Mistaken Identity, Abuse, and Rendition: The Khaled El-Masri Case at the European Court

Judges at Europe’s top human rights court on Wednesday, May 16, heard the first case to come before them arising from the U.S. Central Intelligence Agency’s program of ‘extraordinary rendition,’ the campaign of covert cross-border transfers of terror suspects launched by the agency after the attacks of September 11, 2001. The case has been brought by Khaled El-Masri, a German citizen of Lebanese descent who was abducted by Macedonian agents at a border crossing in 2004, and transferred to CIA custody in a Kabul dungeon.

El-Masri himself was never brought before a judge during the 149 days he spent in secret Macedonian and U.S. captivity. These included three weeks of unauthorized detention by Macedonian intelligence agents in a private hotel room in Skopje, only a few miles from the German embassy. On trial before the European Court of Human Rights in Strasbourg will instead be the actions of the Macedonian government, which held and handed over El-Masri in a callous, calculating contribution to the CIA’s “global war on terror.” The favor reportedly earned the then-head of the Macedonian intelligence service a special trip to CIA headquarters in Langley, Virginia to receive an award from the hands of George Tenet, who headed the agency at the time.
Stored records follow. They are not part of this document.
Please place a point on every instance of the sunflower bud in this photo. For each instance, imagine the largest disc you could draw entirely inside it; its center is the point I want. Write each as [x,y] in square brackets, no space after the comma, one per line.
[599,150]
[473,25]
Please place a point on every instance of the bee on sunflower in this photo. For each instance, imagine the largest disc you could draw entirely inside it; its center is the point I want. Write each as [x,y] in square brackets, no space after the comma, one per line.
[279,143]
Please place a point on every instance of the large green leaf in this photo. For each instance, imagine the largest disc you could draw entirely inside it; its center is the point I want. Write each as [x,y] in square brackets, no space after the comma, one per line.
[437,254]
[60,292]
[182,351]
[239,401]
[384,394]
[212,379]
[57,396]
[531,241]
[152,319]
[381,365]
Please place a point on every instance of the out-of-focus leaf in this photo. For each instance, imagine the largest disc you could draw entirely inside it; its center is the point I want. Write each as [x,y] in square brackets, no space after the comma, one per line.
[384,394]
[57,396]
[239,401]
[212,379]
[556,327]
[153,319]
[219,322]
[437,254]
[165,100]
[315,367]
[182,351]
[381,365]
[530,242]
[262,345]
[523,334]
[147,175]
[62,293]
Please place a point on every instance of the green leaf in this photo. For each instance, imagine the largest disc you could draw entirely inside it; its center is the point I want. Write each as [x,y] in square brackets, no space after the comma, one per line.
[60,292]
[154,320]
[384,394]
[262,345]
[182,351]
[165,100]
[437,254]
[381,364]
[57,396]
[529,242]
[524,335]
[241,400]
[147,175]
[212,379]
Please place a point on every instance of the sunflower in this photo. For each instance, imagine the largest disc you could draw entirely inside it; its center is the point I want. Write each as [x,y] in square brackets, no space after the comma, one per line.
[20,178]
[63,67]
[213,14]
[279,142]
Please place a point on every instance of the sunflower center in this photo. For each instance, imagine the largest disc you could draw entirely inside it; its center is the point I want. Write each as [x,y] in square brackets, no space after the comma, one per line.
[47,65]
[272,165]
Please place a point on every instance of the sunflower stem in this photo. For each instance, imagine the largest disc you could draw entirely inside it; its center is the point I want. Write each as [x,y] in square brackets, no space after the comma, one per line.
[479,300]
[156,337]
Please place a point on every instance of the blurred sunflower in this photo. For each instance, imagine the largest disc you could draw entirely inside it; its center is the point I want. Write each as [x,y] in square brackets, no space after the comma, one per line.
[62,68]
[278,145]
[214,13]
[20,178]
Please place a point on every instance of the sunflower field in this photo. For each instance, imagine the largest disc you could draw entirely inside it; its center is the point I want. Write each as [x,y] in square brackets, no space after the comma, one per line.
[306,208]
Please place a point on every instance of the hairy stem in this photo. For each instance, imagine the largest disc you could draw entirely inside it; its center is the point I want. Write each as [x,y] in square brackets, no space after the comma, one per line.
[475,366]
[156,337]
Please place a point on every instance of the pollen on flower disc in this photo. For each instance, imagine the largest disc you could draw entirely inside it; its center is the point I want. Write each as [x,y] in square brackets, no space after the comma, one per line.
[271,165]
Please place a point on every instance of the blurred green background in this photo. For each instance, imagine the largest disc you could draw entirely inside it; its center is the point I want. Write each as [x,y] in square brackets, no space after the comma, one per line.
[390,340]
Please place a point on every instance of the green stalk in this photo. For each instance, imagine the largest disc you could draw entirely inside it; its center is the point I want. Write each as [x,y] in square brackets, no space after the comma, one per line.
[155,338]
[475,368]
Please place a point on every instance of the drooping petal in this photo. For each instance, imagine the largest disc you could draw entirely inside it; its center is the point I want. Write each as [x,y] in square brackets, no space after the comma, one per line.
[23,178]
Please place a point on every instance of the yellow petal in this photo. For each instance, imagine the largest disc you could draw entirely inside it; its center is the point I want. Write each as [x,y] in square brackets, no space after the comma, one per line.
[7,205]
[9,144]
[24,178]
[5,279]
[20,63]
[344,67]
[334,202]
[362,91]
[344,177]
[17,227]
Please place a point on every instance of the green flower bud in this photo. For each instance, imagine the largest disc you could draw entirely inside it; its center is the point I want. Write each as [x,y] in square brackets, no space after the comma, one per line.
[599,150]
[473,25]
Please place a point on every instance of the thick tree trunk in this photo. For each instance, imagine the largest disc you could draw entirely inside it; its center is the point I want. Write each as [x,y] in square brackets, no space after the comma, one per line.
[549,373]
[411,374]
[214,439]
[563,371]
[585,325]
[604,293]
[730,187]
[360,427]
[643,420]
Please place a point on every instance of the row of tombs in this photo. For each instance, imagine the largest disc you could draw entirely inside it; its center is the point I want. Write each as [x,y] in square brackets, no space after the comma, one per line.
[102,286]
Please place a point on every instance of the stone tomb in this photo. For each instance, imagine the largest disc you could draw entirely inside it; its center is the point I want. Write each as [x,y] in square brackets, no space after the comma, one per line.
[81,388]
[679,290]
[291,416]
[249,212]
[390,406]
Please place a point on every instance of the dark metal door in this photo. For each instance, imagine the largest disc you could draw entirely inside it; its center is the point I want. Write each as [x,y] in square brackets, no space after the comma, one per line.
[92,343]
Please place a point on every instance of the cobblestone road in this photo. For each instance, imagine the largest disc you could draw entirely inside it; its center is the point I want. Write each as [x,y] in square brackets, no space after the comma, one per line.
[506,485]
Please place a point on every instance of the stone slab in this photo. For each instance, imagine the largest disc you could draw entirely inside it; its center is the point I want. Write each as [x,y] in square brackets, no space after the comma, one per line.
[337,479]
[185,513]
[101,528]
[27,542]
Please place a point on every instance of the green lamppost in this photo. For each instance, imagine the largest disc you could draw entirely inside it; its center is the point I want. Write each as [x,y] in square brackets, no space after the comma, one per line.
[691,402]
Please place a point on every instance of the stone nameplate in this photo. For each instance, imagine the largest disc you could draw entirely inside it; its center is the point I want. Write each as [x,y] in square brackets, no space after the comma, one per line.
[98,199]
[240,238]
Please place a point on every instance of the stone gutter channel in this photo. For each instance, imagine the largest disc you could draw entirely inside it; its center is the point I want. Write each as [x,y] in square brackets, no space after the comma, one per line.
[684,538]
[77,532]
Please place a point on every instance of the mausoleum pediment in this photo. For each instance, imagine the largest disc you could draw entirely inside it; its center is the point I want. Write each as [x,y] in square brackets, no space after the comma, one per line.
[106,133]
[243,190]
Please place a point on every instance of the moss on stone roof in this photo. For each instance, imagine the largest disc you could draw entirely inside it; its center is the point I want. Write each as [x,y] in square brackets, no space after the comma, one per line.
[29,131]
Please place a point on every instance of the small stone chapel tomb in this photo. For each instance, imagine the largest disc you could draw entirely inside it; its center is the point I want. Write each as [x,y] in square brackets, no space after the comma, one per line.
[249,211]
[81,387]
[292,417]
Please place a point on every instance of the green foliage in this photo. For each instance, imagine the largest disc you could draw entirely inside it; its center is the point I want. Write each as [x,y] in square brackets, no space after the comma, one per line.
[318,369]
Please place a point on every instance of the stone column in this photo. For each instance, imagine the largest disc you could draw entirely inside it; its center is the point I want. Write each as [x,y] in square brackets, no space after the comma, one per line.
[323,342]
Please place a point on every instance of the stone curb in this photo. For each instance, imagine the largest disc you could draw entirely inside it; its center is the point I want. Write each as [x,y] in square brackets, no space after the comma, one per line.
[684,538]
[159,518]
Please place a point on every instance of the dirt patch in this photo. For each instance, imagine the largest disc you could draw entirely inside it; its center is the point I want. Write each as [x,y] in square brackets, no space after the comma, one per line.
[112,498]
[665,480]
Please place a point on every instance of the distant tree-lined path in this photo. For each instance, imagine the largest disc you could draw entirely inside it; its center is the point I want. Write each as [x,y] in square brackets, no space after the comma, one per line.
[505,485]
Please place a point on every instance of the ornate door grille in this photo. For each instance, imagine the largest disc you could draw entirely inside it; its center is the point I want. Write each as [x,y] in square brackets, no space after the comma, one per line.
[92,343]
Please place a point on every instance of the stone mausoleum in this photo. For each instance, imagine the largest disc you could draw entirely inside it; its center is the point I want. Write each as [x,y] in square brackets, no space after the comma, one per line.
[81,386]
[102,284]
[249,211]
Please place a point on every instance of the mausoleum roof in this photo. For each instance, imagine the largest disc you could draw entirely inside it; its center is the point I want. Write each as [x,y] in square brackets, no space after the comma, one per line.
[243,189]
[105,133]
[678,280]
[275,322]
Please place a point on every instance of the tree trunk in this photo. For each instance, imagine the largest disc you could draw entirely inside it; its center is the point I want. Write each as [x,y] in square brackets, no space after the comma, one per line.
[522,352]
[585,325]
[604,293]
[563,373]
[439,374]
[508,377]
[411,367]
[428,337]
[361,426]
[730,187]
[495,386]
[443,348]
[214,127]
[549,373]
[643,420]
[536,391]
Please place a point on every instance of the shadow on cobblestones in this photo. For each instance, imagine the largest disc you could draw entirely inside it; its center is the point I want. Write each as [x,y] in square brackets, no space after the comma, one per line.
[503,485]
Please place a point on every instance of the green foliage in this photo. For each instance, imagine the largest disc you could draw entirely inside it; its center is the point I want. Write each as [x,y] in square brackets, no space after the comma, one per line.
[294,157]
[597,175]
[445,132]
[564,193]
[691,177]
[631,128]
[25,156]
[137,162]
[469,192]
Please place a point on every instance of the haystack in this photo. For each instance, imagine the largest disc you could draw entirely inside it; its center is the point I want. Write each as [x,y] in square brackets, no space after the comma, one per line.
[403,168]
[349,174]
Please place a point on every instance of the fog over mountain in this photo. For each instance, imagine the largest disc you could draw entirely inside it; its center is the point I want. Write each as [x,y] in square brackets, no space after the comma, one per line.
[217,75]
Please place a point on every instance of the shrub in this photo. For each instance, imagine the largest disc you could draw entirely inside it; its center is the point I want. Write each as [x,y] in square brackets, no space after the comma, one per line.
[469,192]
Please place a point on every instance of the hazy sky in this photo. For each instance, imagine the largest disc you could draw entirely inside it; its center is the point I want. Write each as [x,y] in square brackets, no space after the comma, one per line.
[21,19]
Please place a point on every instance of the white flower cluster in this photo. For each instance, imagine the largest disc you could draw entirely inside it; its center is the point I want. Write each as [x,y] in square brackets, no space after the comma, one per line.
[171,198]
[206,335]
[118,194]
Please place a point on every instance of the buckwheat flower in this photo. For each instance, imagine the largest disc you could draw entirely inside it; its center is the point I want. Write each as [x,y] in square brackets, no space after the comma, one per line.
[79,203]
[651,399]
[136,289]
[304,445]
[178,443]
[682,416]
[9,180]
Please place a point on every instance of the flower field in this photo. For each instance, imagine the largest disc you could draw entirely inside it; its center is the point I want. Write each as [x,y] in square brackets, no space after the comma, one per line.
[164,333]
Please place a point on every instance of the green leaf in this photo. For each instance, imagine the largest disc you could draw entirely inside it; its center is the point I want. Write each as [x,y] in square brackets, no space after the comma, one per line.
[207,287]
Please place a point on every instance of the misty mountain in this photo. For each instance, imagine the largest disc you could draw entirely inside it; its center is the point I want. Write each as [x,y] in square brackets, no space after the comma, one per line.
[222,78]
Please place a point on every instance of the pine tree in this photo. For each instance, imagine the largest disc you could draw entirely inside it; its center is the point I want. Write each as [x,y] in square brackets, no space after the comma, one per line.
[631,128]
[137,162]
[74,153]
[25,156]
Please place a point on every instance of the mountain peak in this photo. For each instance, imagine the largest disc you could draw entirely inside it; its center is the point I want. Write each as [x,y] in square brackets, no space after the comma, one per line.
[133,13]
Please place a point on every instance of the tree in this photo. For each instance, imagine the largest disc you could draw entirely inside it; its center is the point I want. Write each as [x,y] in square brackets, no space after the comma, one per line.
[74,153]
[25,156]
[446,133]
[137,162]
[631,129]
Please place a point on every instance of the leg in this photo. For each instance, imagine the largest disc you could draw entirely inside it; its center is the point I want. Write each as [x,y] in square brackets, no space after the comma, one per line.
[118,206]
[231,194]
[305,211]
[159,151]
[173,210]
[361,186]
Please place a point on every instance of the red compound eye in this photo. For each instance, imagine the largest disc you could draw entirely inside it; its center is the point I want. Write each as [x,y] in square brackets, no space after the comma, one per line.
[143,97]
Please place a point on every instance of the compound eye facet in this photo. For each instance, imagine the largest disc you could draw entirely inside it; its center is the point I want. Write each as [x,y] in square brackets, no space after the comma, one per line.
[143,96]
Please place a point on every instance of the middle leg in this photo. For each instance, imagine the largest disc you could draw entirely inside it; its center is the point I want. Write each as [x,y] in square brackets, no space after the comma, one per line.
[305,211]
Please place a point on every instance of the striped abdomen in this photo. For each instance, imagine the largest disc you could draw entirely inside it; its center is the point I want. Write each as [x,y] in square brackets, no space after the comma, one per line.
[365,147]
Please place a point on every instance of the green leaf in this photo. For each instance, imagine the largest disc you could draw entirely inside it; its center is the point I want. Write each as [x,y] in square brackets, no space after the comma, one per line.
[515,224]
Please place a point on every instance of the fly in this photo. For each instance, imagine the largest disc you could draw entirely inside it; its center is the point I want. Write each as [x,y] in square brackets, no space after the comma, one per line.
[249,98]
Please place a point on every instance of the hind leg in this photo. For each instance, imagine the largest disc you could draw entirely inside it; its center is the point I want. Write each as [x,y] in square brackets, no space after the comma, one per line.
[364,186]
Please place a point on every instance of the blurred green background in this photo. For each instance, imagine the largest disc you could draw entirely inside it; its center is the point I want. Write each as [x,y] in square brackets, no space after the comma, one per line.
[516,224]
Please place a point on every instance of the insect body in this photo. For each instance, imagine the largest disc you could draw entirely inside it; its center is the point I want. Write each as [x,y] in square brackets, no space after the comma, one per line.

The Wednesday hearing has been a long time coming for El-Masri himself. It is in fact, the first time that a court anywhere will conduct a full hearing on the merits of his claims, even though various criminal and civil proceedings related to his case have been initiated in Germany, the United States, Macedonia and Spain. In the U.S. his bid to seek damages from Tenet and the CIA was thrown out by the courts under the now-infamous “state secrets” doctrine, which allowed the U.S. government to have the case dismissed without ever getting to the merits.

The Strasbourg hearing, at which El-Masri will be represented by a team of lawyers from the Open Society Justice Initiative, is also a vindication for the many other groups and individuals who took up his cause and helped shed light on his story over the years. The list is long, another kind of “coalition of the willing.” There is his German lawyer, Manfred Gnjidic, who requested a criminal and parliamentary investigation within weeks of his client’s release and tirelessly represented him over the years—assisted also by the Berlin-based European Centre for Civil and Constitutional Rights. There are the reporters at Reuters, the Washington Post, Der Spiegel and countless other outlets who broke the story and helped keep it alive, and researchers at the UK group Reprieve who pursued details of rendition flights.

In the US, lawyers with the American Civil Liberties Union took his case all the way to the Supreme Court. When that failed, they filed an international petition against the U.S. with the Inter-American Commission on Human Rights, making El-Masri the first person to have brought cases before both the European and the American human rights systems.

Back in Europe, two parallel international inquiries, led by Swiss Senator Dick Marty for the Council of Europe and Italian MEP Claudio Fava for the European Parliament, produced a compelling body of evidence corroborating El-Masri’s story -- as did a multi-year investigation by the German Bundestag. More recently, Spanish investigating judges—following on the footsteps of a local investigative reporter—are considering issuing arrest warrants for the CIA rendition team that stopped in a Palma de Mallorca luxury hotel in the middle of a flight circuit that involved rendering both Khaled El-Masri and Binyam Mohamed, the British detainee recently released from Guantanamo.

Freedom of information requests and advocacy also played a role in establishing the facts and discrediting the versions provided by the governments involved. Thus a FOI request filed by the Justice Initiative with the Macedonian civil aviation authority triggered an official confirmation—the first public one in Macedonia—of the Skopje landing and departure of the rendition flight, and the fact that it arrived with no “passengers’ and left with one. Similar requests filed with the authorities in Albania—where El-Masri was reverse-rendered when the CIA realized it had the wrong man—confirmed his account that he was placed on a commercial flight from Tirana to Frankfurt, with just a ticket put in his hand.

The Wednesday hearing is, of course, a testament above all to Khaled El-Masri’s own courage and tenacity in his eight-year-old quest for justice and the truth. As he said on the steps of a Manhattan courthouse, what he wants most is “an explanation and an apology.” He has yet to receive one from either the US or the Macedonian government. But, finally at least, a court will sit in judgment over what was done to him. That hearing will be public and will go forward, any state secrets notwithstanding.